Renato Guttuso riscoperto cittadino di Varese venne omaggiato da autorità e popolo: una rassegna che comprendeva sue opere venne visitata da Andreotti che tempo prima aveva segnalato all’amico Ernesto Redaelli le difficoltà burocratiche che il grande pittore incontrava per alcuni lavori nel suo studio di Velate. Telefonata di Redaelli a Gibilisco che colse l’occasione per rimediare all’apatia dei varesini verso un artista illustre. Fu vero boom di partecipazione e interesse vero per Guttuso, un colpo gobbo di Gibì sottolineato da una serie di iniziative intelligenti che ebbero una sintesi trionfale nella cittadinanza onoraria conferita al pittore che per anni aveva vissuto e lavorato con noi proteggendo la sua vita privata: non aveva nemmeno il telefono, solo pochi sapevano che per poterlo incontrare era indispensabile il filtro del suo parrucchiere, che aveva il negozio poco lontano e fu sempre formidabile e affidabile custode di segreti.
Memorabile anche la grande mostra dedicata al Cairo: chi pensava che Gibilisco sarebbe durato poco o non avrebbe lasciato traccia del suo passaggio a Palazzo Estense rimase sorpreso e sbalorditi lo furono certamente a Milano dove Gibilisco venne mandato dopo l’esperienza varesina. Incontrarono infatti una persona molto, ma molto per bene. Chiusa la sua carriera politica il primo sindaco baby di Varese ha continuato quella di avvocato che non aveva mai lasciato pensando al futuro suo e della sua famiglia.
Possiamo dire che sono stati i tempi di una CL ancora semplice, genuina, che non conosceva meandri e agguati di una politica che cominciava a incamminarsi verso l ‘autodistruzione con problemi enormi per il Paese compresi quelli legati alla “notte della repubblica“, come la avrebbe definita il grande Sergio Zavoli e che a Varese avrebbe visto sangue e dolore per non poche famiglie.
A Varese agli scandali della Prima Repubblica, alla depressione generale aveva fatto da argine il piccolo tsunami della Lega che prometteva grandi cambiamenti, una rivoluzione culturale. Ci si misero di buzzo buono quelli del Carroccio. Ma un conto è demolire, un altro è costruire. E se da allora i bilanci cittadini non sono stati entusiasmanti non va dimenticato che a non costruire è stato l’intero Centrodestra dove erano affluiti gli eredi di Gibilisco.

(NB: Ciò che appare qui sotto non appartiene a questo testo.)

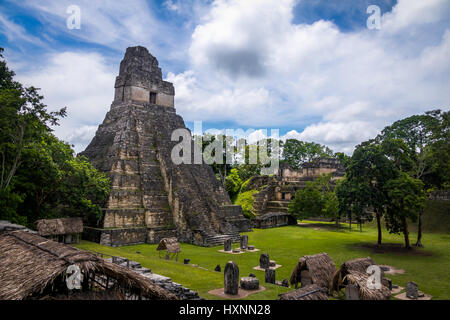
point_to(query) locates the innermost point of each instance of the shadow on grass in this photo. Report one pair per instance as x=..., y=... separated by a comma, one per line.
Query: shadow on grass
x=395, y=248
x=328, y=227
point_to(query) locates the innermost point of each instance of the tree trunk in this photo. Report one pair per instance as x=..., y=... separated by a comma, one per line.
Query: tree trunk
x=419, y=231
x=406, y=232
x=379, y=227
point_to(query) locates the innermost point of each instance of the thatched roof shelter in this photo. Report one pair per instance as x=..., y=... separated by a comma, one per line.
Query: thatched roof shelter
x=354, y=272
x=170, y=244
x=311, y=292
x=53, y=227
x=33, y=267
x=319, y=268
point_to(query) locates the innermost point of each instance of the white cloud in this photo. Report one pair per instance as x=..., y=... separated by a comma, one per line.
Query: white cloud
x=81, y=82
x=250, y=64
x=13, y=31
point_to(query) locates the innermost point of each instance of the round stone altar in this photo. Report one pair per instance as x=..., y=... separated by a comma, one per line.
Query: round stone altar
x=249, y=283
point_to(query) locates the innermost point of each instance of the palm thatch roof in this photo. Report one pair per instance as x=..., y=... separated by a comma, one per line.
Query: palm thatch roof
x=354, y=272
x=53, y=227
x=169, y=244
x=31, y=264
x=321, y=270
x=311, y=292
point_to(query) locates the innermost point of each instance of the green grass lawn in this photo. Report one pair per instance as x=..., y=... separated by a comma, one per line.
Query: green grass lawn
x=428, y=267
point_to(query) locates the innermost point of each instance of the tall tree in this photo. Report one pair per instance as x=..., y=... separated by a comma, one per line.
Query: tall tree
x=406, y=199
x=422, y=134
x=370, y=169
x=23, y=119
x=297, y=153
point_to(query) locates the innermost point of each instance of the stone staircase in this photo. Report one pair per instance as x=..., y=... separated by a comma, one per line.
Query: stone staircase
x=218, y=240
x=277, y=206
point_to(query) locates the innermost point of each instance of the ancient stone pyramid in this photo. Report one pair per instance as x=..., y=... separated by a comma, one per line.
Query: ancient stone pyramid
x=151, y=197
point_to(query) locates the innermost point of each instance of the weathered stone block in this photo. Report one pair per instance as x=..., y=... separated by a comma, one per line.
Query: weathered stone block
x=227, y=245
x=249, y=283
x=412, y=290
x=264, y=261
x=244, y=242
x=270, y=276
x=351, y=292
x=305, y=278
x=231, y=278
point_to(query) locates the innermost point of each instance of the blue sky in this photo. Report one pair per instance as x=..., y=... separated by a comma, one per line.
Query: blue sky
x=310, y=68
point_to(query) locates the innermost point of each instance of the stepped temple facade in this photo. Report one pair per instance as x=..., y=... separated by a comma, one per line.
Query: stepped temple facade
x=151, y=197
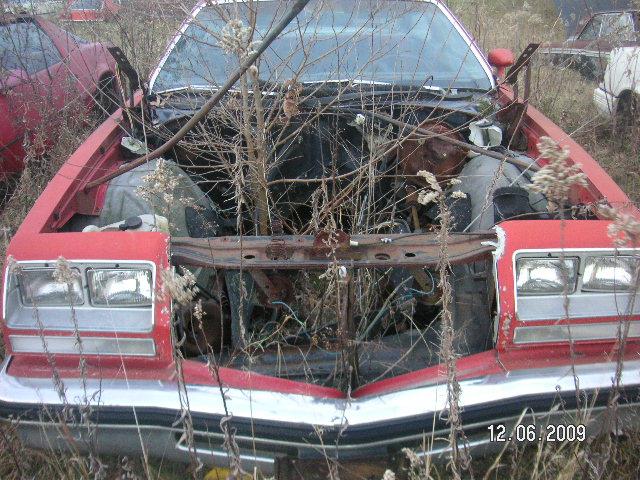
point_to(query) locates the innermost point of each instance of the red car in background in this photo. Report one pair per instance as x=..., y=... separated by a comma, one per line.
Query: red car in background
x=45, y=69
x=91, y=10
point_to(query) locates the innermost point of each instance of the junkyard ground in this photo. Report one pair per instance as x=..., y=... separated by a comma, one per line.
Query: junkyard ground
x=560, y=93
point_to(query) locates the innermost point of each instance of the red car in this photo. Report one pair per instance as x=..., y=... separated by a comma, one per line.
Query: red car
x=44, y=70
x=91, y=10
x=253, y=310
x=588, y=50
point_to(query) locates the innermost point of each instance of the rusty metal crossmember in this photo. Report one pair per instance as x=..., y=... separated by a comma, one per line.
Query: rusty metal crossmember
x=323, y=250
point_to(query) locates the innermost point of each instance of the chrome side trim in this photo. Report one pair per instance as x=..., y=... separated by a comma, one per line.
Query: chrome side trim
x=575, y=332
x=118, y=346
x=304, y=410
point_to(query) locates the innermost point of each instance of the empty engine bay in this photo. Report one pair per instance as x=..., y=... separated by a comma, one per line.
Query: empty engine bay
x=337, y=180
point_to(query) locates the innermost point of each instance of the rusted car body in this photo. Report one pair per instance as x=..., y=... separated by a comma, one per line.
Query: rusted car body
x=588, y=51
x=543, y=332
x=45, y=70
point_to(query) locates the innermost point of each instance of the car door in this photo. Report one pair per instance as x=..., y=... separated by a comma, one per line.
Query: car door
x=617, y=30
x=33, y=93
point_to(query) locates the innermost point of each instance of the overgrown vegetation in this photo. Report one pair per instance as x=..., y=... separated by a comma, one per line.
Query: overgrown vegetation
x=559, y=93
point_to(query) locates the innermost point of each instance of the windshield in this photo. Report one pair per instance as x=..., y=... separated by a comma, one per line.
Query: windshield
x=86, y=5
x=396, y=42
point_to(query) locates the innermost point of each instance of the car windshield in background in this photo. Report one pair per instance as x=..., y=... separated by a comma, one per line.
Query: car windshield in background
x=397, y=42
x=86, y=5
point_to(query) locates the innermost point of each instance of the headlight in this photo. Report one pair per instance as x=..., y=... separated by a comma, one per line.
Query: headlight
x=609, y=274
x=120, y=288
x=544, y=276
x=38, y=288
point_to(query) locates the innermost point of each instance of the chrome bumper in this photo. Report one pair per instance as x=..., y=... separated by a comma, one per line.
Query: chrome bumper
x=128, y=414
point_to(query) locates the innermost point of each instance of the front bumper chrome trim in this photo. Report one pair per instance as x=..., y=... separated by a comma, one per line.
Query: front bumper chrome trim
x=274, y=423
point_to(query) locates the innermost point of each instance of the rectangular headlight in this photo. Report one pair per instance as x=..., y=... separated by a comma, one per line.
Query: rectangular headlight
x=610, y=274
x=38, y=288
x=546, y=276
x=114, y=287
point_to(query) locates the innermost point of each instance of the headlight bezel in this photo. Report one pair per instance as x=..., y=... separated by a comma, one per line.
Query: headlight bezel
x=94, y=297
x=573, y=260
x=590, y=270
x=581, y=304
x=23, y=280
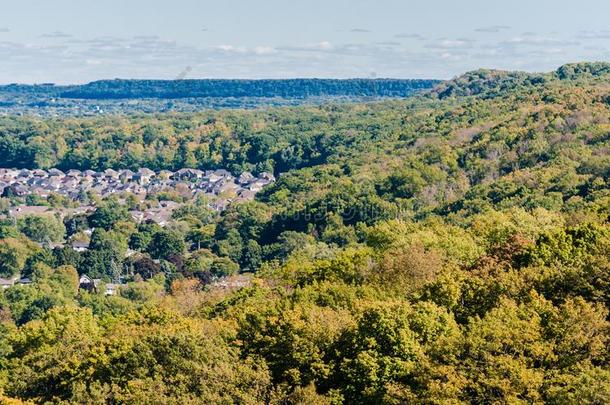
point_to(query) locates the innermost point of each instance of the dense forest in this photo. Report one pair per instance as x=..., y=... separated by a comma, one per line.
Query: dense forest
x=452, y=247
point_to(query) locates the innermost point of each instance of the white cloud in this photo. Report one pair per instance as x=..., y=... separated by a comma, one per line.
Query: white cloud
x=56, y=35
x=493, y=28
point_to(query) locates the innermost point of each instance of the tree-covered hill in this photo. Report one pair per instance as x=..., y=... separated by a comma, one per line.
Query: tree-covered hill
x=453, y=247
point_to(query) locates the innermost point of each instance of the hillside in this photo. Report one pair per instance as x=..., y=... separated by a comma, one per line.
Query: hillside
x=451, y=247
x=150, y=96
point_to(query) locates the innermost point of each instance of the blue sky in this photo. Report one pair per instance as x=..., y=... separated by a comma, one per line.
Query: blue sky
x=70, y=41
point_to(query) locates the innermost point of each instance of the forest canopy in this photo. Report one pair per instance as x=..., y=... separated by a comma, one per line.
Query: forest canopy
x=453, y=247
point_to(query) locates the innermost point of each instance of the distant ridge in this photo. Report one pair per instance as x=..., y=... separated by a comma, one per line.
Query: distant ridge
x=488, y=83
x=219, y=88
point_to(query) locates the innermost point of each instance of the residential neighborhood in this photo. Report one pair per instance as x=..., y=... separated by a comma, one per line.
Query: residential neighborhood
x=219, y=184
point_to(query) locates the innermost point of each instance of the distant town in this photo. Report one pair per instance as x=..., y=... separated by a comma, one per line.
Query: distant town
x=220, y=186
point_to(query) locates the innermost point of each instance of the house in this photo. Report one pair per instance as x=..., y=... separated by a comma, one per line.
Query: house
x=188, y=174
x=74, y=173
x=126, y=175
x=245, y=178
x=143, y=176
x=267, y=176
x=87, y=283
x=111, y=174
x=165, y=175
x=24, y=281
x=56, y=173
x=111, y=288
x=80, y=246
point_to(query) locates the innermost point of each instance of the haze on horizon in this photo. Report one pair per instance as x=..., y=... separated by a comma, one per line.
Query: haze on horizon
x=64, y=41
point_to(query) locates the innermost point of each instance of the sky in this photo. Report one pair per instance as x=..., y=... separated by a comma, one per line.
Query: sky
x=76, y=41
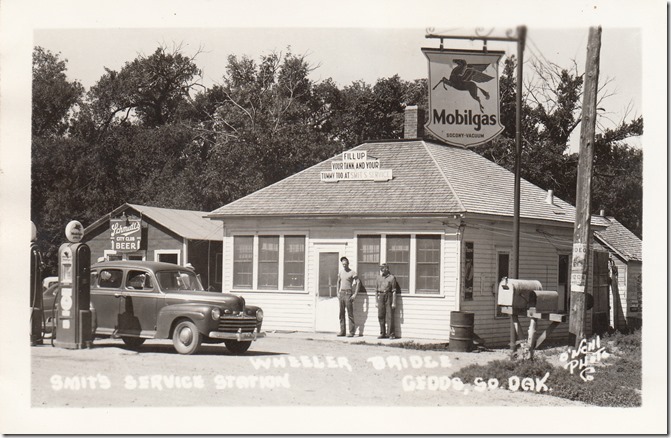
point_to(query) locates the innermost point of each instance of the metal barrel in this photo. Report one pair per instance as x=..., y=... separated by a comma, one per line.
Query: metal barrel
x=461, y=331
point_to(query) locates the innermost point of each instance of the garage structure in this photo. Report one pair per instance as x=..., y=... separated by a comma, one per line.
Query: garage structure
x=163, y=235
x=626, y=267
x=439, y=216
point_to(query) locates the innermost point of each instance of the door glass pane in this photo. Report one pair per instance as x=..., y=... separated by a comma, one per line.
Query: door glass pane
x=328, y=274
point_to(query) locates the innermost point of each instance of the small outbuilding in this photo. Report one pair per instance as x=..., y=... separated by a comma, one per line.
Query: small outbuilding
x=626, y=271
x=441, y=217
x=140, y=232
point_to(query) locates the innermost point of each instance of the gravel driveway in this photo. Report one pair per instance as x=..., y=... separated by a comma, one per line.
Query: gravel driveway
x=284, y=369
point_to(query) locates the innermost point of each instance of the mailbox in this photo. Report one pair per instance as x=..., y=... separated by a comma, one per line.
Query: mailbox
x=544, y=301
x=527, y=295
x=517, y=293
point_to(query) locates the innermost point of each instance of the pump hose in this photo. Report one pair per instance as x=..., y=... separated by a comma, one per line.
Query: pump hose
x=53, y=312
x=44, y=322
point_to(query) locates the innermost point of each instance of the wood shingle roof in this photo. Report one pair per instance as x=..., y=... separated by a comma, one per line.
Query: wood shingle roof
x=620, y=240
x=428, y=179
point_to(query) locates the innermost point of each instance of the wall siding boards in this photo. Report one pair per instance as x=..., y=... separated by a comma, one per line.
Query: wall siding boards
x=417, y=316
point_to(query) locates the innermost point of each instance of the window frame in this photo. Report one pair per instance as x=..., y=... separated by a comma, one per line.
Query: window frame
x=160, y=252
x=284, y=262
x=280, y=288
x=412, y=275
x=498, y=252
x=250, y=262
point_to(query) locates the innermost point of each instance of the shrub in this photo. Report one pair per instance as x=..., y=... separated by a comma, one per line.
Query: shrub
x=610, y=387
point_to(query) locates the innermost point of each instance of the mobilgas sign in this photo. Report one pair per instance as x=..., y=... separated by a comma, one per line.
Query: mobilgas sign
x=463, y=96
x=126, y=234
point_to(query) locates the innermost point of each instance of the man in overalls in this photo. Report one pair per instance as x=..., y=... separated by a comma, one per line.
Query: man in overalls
x=387, y=288
x=348, y=286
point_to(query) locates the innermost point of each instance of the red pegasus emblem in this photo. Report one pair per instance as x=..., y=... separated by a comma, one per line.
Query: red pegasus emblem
x=464, y=77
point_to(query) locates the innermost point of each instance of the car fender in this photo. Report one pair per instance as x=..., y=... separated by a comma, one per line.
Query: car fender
x=198, y=313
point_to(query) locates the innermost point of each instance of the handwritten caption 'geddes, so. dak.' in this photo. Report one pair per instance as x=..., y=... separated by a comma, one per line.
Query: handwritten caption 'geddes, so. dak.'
x=413, y=376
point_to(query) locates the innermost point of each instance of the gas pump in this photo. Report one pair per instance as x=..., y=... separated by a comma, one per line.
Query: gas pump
x=36, y=305
x=73, y=316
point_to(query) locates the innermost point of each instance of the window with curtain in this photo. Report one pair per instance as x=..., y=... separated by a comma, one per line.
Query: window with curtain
x=294, y=262
x=269, y=262
x=368, y=265
x=428, y=264
x=243, y=253
x=398, y=259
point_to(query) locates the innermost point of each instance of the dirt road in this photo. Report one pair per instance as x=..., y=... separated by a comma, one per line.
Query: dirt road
x=280, y=370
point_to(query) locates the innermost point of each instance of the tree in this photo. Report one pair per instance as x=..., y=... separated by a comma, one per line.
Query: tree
x=53, y=95
x=150, y=89
x=551, y=112
x=265, y=126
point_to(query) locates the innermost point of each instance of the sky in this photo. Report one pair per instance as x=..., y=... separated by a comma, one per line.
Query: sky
x=350, y=40
x=351, y=54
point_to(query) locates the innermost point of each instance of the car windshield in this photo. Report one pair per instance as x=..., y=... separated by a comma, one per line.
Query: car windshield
x=178, y=280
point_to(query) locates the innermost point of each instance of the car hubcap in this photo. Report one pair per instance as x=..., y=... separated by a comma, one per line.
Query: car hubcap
x=185, y=336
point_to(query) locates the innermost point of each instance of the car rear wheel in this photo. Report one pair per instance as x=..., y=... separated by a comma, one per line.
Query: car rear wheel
x=132, y=342
x=186, y=338
x=237, y=347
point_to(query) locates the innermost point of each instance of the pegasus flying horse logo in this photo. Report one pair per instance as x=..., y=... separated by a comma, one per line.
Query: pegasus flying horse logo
x=465, y=77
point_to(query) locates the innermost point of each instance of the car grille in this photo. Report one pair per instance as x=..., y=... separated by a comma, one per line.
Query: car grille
x=231, y=324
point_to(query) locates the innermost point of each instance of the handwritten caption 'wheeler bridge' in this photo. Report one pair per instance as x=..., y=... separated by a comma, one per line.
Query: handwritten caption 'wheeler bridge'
x=356, y=166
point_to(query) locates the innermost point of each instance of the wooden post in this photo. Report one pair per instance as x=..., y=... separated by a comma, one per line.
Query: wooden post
x=581, y=231
x=515, y=268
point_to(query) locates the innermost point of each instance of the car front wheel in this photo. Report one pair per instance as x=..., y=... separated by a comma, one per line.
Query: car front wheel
x=132, y=342
x=186, y=338
x=237, y=347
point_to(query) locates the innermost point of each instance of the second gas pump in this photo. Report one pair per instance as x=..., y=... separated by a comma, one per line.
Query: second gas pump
x=74, y=318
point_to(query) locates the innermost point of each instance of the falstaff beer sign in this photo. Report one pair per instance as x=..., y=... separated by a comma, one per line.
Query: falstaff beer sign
x=126, y=234
x=463, y=96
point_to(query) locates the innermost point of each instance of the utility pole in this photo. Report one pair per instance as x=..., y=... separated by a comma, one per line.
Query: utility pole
x=515, y=265
x=582, y=232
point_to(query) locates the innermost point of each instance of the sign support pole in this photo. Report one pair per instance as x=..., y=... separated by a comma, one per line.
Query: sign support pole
x=515, y=271
x=581, y=231
x=520, y=39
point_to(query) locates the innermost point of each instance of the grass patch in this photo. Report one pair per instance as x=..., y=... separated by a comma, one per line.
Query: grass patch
x=616, y=379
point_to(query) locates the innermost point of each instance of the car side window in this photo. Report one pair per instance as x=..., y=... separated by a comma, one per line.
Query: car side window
x=139, y=280
x=110, y=278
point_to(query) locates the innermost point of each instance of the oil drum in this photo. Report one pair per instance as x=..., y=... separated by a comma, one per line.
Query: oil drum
x=461, y=331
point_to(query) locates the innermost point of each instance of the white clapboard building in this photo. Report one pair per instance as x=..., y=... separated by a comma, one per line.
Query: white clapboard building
x=440, y=216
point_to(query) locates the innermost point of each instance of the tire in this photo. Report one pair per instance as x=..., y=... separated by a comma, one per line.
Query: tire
x=186, y=338
x=237, y=347
x=132, y=342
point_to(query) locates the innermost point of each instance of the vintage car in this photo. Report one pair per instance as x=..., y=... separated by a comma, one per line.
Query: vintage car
x=139, y=300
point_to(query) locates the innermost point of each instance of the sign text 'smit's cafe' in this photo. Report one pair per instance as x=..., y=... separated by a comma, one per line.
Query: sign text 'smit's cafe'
x=463, y=96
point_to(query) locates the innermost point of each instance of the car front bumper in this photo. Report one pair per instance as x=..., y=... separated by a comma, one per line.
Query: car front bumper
x=238, y=336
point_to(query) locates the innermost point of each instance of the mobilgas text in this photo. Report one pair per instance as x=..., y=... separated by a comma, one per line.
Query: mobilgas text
x=463, y=118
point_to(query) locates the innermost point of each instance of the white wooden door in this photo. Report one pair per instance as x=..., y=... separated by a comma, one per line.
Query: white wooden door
x=327, y=307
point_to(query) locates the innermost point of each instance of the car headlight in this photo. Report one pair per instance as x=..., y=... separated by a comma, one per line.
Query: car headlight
x=216, y=313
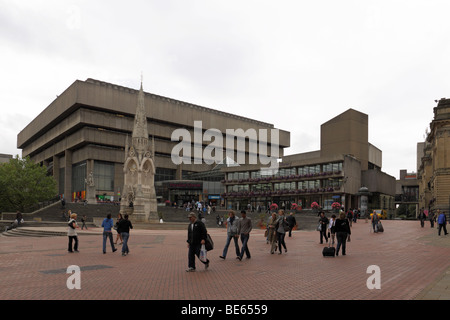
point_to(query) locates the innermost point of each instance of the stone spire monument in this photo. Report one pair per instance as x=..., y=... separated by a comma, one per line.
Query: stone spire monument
x=138, y=195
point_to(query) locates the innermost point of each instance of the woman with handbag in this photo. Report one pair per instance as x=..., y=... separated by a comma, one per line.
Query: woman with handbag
x=281, y=228
x=232, y=228
x=342, y=228
x=272, y=232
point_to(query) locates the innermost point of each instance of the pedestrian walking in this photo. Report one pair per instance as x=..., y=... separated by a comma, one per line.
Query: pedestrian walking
x=232, y=233
x=281, y=232
x=72, y=233
x=124, y=230
x=375, y=219
x=244, y=229
x=272, y=232
x=343, y=231
x=107, y=225
x=196, y=238
x=332, y=228
x=422, y=218
x=323, y=222
x=442, y=222
x=116, y=227
x=432, y=218
x=83, y=222
x=291, y=222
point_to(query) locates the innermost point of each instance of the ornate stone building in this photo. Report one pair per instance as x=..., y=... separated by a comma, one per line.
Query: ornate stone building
x=434, y=170
x=139, y=197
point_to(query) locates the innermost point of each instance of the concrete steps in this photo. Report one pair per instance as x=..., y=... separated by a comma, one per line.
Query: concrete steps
x=25, y=232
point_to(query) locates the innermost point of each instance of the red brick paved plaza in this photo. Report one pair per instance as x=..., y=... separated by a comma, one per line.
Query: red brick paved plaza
x=411, y=260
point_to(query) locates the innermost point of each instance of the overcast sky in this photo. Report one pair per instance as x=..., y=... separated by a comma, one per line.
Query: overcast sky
x=295, y=64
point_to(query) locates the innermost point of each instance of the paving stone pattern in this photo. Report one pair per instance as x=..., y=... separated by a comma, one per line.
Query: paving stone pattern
x=414, y=264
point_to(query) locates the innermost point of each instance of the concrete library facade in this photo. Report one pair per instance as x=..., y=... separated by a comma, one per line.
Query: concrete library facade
x=85, y=130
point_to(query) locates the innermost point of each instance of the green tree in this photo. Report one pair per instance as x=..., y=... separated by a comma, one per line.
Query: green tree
x=23, y=184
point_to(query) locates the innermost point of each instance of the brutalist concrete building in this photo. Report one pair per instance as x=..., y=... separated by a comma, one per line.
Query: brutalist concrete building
x=85, y=130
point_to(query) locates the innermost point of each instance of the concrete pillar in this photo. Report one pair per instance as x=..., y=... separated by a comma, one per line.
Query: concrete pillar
x=68, y=176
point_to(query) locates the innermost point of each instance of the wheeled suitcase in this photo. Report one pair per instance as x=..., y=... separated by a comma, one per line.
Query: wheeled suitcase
x=329, y=251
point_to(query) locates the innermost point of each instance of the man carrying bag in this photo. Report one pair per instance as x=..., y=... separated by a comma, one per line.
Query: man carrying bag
x=197, y=236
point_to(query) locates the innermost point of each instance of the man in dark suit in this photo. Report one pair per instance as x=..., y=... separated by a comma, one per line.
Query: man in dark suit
x=196, y=237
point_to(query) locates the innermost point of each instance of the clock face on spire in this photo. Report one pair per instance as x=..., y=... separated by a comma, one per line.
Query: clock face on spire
x=140, y=120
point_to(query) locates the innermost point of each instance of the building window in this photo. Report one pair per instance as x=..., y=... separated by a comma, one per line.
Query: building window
x=104, y=176
x=163, y=174
x=78, y=177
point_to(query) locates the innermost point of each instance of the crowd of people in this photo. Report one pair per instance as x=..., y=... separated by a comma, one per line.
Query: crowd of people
x=122, y=226
x=333, y=230
x=438, y=218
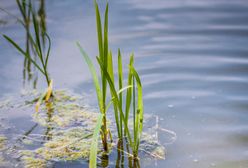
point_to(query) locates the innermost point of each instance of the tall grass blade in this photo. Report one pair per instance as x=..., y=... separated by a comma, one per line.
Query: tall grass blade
x=94, y=75
x=120, y=75
x=115, y=96
x=48, y=51
x=111, y=74
x=94, y=144
x=99, y=30
x=129, y=91
x=140, y=107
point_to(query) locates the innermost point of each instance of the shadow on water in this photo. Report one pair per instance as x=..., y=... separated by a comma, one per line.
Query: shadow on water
x=25, y=8
x=123, y=158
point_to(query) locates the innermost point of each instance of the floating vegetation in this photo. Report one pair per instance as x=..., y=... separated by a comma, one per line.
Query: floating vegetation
x=65, y=132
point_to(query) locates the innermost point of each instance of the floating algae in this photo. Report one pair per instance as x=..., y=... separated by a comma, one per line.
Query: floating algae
x=68, y=126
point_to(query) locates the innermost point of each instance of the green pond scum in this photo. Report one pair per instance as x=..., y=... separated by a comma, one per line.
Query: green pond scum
x=65, y=132
x=62, y=127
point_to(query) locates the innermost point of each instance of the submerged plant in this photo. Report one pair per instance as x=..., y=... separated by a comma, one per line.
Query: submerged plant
x=107, y=80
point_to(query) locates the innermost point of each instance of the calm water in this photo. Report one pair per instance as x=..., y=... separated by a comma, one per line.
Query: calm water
x=192, y=56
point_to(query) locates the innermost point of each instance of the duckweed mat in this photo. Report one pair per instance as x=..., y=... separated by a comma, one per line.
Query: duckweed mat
x=60, y=131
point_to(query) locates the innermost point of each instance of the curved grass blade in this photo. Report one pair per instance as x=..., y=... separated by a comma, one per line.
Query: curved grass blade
x=94, y=144
x=120, y=75
x=129, y=91
x=49, y=47
x=115, y=95
x=94, y=75
x=140, y=108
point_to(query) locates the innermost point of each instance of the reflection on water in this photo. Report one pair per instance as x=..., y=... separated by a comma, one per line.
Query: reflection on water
x=192, y=56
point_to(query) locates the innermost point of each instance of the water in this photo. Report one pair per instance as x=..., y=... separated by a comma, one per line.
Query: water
x=192, y=56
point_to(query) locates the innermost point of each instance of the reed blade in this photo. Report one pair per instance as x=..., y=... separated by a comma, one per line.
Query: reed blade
x=94, y=75
x=129, y=91
x=94, y=143
x=116, y=99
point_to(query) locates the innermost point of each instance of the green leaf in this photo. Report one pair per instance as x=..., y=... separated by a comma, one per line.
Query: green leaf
x=48, y=51
x=94, y=143
x=115, y=96
x=140, y=108
x=94, y=75
x=99, y=30
x=129, y=91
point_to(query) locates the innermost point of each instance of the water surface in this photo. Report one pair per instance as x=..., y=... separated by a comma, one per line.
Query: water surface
x=192, y=56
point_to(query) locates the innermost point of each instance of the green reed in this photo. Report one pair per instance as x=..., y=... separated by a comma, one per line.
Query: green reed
x=133, y=91
x=34, y=39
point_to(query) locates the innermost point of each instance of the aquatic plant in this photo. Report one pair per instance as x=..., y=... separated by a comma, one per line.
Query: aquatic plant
x=25, y=11
x=107, y=79
x=103, y=55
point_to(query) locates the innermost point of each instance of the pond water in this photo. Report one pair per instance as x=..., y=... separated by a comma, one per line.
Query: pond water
x=192, y=56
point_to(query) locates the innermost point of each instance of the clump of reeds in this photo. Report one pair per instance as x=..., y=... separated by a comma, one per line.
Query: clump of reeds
x=121, y=108
x=35, y=38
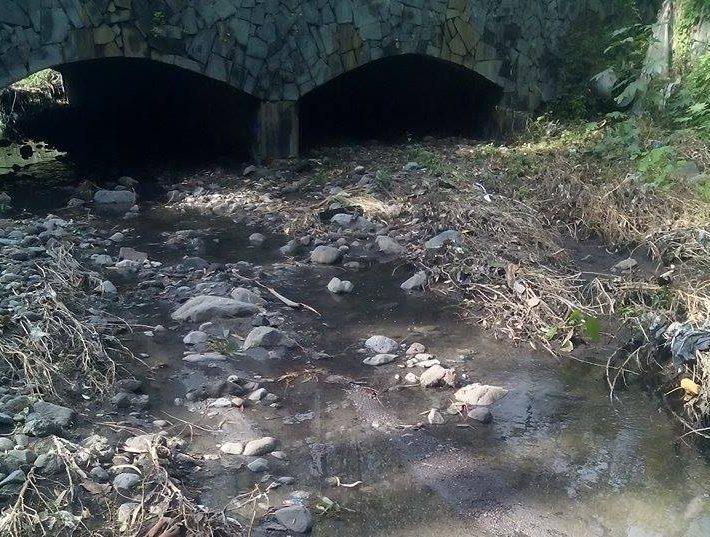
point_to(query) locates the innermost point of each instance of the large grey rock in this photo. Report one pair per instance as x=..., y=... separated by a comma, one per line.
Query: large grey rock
x=196, y=337
x=325, y=255
x=381, y=344
x=130, y=254
x=232, y=448
x=117, y=197
x=380, y=359
x=125, y=482
x=338, y=286
x=295, y=518
x=268, y=338
x=242, y=294
x=258, y=465
x=47, y=418
x=389, y=246
x=260, y=446
x=480, y=394
x=449, y=236
x=49, y=464
x=17, y=476
x=433, y=376
x=203, y=307
x=481, y=414
x=199, y=357
x=16, y=404
x=604, y=84
x=257, y=239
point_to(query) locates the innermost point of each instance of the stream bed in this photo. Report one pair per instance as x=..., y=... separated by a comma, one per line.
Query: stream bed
x=560, y=458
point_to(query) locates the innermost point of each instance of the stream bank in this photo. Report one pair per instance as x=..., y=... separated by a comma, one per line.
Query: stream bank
x=557, y=457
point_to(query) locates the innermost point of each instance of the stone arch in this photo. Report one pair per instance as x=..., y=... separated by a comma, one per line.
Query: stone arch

Grandi cariche e onori a Milano, ma qui da noi in periferia chi pensava al giovane sindaco che aveva guidato bene la città non poteva non rimarcare la concretezza dell’aiuto alla città dato in passato dai cattolici rispetto al vuoto culturale e di risultati di un successivo lungo periodo nel quale essi non hanno nemmeno alzato la testa per protestare.
È andata così, speriamo non peggiori.